FAR 22.1025—Ineligibility of violators.
Plain-English Summary
FAR 22.1025 addresses the consequences of violating the Service Contract Labor Standards statute and how those violations affect future federal contracting eligibility. It explains that violators will have an active exclusion record in the System for Award Management (SAM), that agencies may not award a Government contract to a listed violator without the Secretary of Labor’s approval, and that the bar also extends to firms, corporations, partnerships, or associations in which the violator has a substantial interest. The section further makes clear that this ineligibility is not limited to prime contracts; it also applies to subcontracts. In practice, this provision protects the Government from doing business with parties that have failed to comply with wage and labor requirements under the Service Contract Labor Standards statute and gives contracting officials a clear screening and award prohibition tied to labor-law enforcement.
Key Rules
Violators get exclusion records
Persons or firms found in violation of the Service Contract Labor Standards statute will have an active exclusion record in SAM. This record is the mechanism that alerts contracting personnel to the ineligibility issue.
No award to listed violators
A Government contract may not be awarded to any violator listed because of a Service Contract Labor Standards violation unless the Secretary of Labor approves the award. The default rule is prohibition, not discretion.
Substantial-interest entities are covered
The prohibition also applies to any firm, corporation, partnership, or association in which the violator has a substantial interest. This prevents circumvention of the bar by using an affiliated or controlled entity.
Secretary of Labor approval is required
If an award is to be made despite the exclusion, approval from the Secretary of Labor is required. Contracting officials cannot waive this restriction on their own authority.
Applies to prime and subcontracts
The ineligibility restriction applies to both prime contracts and subcontracts. Prime contractors must therefore avoid placing subcontracts with barred parties, and contracting officers must consider the restriction throughout the contracting chain.
Responsibilities
Contracting Officer
Check SAM for active exclusion records, ensure no award is made to a listed violator or an entity covered by the violator’s substantial interest, and obtain Secretary of Labor approval before proceeding if an exception is sought.
Prime Contractor
Avoid awarding subcontracts to ineligible violators or covered entities, screen proposed subcontractors for exclusion status, and ensure subcontracting decisions comply with the Service Contract Labor Standards bar.
Subcontractor
Maintain compliance with the Service Contract Labor Standards statute and avoid bidding or performing work if subject to an active exclusion record or otherwise covered by a violator’s substantial interest.
Department of Labor / Secretary of Labor
Review and approve any proposed award to a listed violator or covered entity when an exception is requested, and support enforcement of the statutory ineligibility.
Agency
Use SAM and related exclusion information to prevent awards to ineligible parties and ensure contracting personnel apply the prohibition consistently at both prime and subcontract levels.
Practical Implications
Contracting personnel must screen SAM before award and not rely on informal knowledge or outdated records; the exclusion record is the key compliance trigger.

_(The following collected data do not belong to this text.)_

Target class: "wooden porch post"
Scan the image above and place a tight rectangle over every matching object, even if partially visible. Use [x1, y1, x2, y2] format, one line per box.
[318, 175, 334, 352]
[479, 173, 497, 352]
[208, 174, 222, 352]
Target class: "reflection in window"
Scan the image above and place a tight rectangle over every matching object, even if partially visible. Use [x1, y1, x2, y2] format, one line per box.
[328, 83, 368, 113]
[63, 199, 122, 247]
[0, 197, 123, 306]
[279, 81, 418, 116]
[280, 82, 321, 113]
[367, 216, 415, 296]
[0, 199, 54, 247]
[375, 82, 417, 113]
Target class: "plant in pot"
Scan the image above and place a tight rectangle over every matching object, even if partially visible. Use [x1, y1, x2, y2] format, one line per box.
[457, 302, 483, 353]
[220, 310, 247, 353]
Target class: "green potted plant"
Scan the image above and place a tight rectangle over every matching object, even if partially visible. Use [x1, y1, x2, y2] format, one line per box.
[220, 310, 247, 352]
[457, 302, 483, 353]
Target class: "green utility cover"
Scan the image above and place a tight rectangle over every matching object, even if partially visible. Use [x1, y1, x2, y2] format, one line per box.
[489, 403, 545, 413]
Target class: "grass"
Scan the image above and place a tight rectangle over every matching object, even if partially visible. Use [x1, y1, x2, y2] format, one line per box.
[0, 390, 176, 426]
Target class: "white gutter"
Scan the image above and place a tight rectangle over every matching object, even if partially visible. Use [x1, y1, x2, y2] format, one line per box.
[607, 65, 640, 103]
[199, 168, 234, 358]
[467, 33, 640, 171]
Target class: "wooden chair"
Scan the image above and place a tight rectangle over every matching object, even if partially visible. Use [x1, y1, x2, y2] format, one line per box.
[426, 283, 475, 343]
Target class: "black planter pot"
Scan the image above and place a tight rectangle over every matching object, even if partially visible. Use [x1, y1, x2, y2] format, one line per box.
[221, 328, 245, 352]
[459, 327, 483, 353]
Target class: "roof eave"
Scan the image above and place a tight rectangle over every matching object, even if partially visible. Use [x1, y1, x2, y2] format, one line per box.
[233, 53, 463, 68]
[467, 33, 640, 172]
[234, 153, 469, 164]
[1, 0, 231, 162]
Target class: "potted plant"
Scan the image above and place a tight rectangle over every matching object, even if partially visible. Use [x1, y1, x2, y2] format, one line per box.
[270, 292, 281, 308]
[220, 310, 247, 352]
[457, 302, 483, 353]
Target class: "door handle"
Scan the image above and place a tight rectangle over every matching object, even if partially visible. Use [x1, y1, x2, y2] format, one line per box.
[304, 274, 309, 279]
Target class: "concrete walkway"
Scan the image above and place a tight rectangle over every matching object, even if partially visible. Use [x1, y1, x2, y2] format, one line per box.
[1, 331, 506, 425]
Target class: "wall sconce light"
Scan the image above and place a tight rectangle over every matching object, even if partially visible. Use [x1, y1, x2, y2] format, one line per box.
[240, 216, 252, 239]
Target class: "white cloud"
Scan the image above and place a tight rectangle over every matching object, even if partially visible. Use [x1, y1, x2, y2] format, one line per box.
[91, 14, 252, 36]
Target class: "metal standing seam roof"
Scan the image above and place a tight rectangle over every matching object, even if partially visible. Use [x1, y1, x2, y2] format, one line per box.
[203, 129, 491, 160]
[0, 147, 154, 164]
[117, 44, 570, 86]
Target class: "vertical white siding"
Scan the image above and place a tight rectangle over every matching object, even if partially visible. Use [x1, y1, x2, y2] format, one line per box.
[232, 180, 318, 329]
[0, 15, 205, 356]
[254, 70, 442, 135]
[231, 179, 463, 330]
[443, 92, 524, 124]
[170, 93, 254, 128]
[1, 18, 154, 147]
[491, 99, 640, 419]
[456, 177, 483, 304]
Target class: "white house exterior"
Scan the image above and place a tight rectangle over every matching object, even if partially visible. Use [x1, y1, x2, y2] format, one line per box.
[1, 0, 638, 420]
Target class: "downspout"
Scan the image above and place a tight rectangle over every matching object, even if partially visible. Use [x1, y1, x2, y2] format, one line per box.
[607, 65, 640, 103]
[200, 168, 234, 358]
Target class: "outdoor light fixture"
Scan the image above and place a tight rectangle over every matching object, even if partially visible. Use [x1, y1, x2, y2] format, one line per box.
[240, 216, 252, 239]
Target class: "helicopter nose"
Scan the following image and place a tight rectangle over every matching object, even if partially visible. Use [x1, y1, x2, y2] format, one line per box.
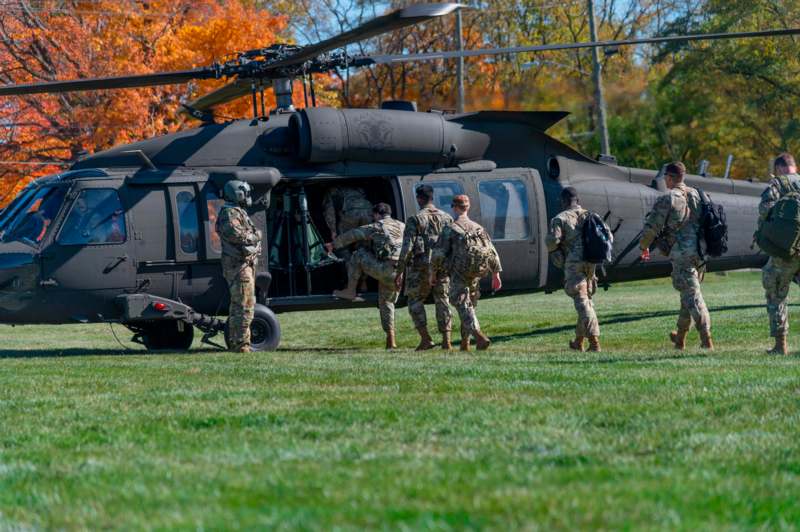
[0, 243, 39, 322]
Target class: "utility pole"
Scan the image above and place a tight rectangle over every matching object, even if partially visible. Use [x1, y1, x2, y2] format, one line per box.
[587, 0, 611, 158]
[455, 8, 465, 114]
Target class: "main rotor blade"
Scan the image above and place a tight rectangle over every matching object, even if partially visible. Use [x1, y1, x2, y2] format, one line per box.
[0, 68, 212, 96]
[182, 78, 253, 114]
[363, 27, 800, 65]
[265, 3, 462, 71]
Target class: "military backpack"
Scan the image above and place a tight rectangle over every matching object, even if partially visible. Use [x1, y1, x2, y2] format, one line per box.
[755, 176, 800, 259]
[697, 189, 728, 258]
[373, 220, 402, 261]
[581, 212, 613, 264]
[451, 220, 496, 277]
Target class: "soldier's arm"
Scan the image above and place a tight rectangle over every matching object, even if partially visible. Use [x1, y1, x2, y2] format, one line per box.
[322, 190, 337, 235]
[489, 242, 503, 273]
[639, 195, 671, 249]
[759, 181, 780, 221]
[430, 227, 452, 274]
[545, 217, 563, 252]
[219, 209, 255, 247]
[333, 225, 371, 250]
[396, 216, 418, 274]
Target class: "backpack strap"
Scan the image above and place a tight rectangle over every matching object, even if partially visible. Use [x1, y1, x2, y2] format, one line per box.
[776, 175, 800, 196]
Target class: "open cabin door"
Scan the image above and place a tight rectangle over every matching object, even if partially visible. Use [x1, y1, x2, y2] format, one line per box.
[399, 167, 547, 292]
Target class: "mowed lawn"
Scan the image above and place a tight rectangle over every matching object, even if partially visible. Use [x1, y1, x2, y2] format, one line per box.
[1, 271, 800, 529]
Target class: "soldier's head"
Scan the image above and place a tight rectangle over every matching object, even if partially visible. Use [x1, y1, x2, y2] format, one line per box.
[560, 187, 579, 209]
[451, 194, 470, 216]
[223, 180, 253, 208]
[774, 153, 797, 176]
[416, 184, 434, 208]
[372, 202, 392, 221]
[664, 162, 686, 189]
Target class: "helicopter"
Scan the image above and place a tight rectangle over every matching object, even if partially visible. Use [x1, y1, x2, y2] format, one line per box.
[0, 2, 795, 351]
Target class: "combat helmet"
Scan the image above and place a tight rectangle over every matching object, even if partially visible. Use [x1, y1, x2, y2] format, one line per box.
[223, 180, 253, 208]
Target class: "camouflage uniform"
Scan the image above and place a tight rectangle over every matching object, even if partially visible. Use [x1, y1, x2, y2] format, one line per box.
[216, 204, 261, 351]
[432, 216, 502, 341]
[397, 204, 453, 334]
[334, 216, 406, 333]
[322, 187, 373, 238]
[640, 183, 710, 336]
[546, 205, 611, 339]
[760, 173, 800, 338]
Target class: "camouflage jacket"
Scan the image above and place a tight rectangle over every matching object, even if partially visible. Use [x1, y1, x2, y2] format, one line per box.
[545, 204, 590, 267]
[216, 204, 261, 260]
[640, 183, 701, 259]
[333, 216, 406, 261]
[431, 215, 502, 277]
[759, 173, 800, 221]
[397, 203, 454, 274]
[322, 186, 373, 235]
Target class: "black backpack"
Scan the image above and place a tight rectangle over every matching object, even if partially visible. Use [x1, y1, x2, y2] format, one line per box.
[697, 189, 728, 258]
[582, 212, 613, 264]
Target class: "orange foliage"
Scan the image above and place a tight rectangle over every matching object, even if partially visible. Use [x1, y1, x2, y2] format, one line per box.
[0, 0, 290, 204]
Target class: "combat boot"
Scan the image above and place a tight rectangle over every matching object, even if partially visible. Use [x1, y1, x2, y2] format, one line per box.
[474, 330, 491, 351]
[460, 337, 471, 351]
[237, 345, 252, 354]
[441, 331, 453, 350]
[386, 330, 397, 350]
[332, 276, 359, 301]
[588, 336, 601, 352]
[415, 327, 436, 351]
[569, 336, 585, 352]
[699, 330, 714, 350]
[767, 334, 789, 355]
[669, 329, 687, 350]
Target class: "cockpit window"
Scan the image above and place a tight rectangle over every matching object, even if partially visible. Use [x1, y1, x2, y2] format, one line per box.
[58, 189, 126, 245]
[1, 186, 68, 246]
[0, 185, 37, 232]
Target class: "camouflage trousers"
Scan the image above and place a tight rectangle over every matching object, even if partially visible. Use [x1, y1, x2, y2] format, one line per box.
[563, 261, 599, 337]
[335, 210, 373, 263]
[762, 256, 800, 337]
[405, 260, 452, 333]
[450, 273, 481, 340]
[222, 254, 256, 350]
[348, 248, 399, 333]
[671, 255, 710, 334]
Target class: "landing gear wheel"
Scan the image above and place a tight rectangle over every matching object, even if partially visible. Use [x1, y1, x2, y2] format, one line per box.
[141, 321, 194, 351]
[225, 304, 281, 352]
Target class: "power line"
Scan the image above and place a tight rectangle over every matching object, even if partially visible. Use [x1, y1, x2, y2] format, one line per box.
[0, 161, 70, 165]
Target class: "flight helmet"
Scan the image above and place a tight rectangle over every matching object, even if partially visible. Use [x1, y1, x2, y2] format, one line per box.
[223, 180, 253, 208]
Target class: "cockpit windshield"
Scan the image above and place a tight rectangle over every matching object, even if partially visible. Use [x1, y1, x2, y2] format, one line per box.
[0, 186, 68, 247]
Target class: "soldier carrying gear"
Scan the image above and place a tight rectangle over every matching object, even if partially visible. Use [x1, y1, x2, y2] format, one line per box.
[546, 187, 612, 353]
[431, 194, 502, 352]
[216, 180, 262, 353]
[639, 162, 713, 350]
[322, 186, 373, 241]
[330, 203, 405, 349]
[759, 153, 800, 355]
[395, 184, 454, 351]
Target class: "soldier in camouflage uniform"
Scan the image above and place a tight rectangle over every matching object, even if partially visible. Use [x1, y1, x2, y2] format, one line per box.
[322, 186, 373, 242]
[396, 184, 454, 351]
[639, 162, 713, 350]
[431, 195, 502, 351]
[331, 203, 405, 349]
[759, 153, 800, 355]
[216, 180, 262, 353]
[546, 187, 611, 352]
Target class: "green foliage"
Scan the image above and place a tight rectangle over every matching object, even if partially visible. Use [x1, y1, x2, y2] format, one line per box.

The rule reaches beyond the named violator, so ownership and control relationships matter. A contractor cannot avoid the prohibition by forming a new entity if the violator has a substantial interest.
Prime contractors need subcontractor vetting procedures, because the prohibition applies to subcontracts as well as prime awards.
If an award to a barred party is being considered, the contracting office cannot simply document a business reason and proceed; Secretary of Labor approval is required.
A common pitfall is overlooking the labor-law basis of the exclusion and treating it like a routine responsibility issue. This section imposes a hard award bar tied to Service Contract Labor Standards violations.
Official Regulatory Text
Persons or firms found to be in violation of the Service Contract Labor Standards statute will have an active exclusion record contained in the System for Award Management (see 9.404 ). No Government contract may be awarded to any violator so listed because of a violation of the Service Contract Labor Standards statute, or to any firm, corporation, partnership, or association in which the violator has a substantial interest, without the approval of the Secretary of Labor. This prohibition against award to an ineligible contractor applies to both prime and subcontracts.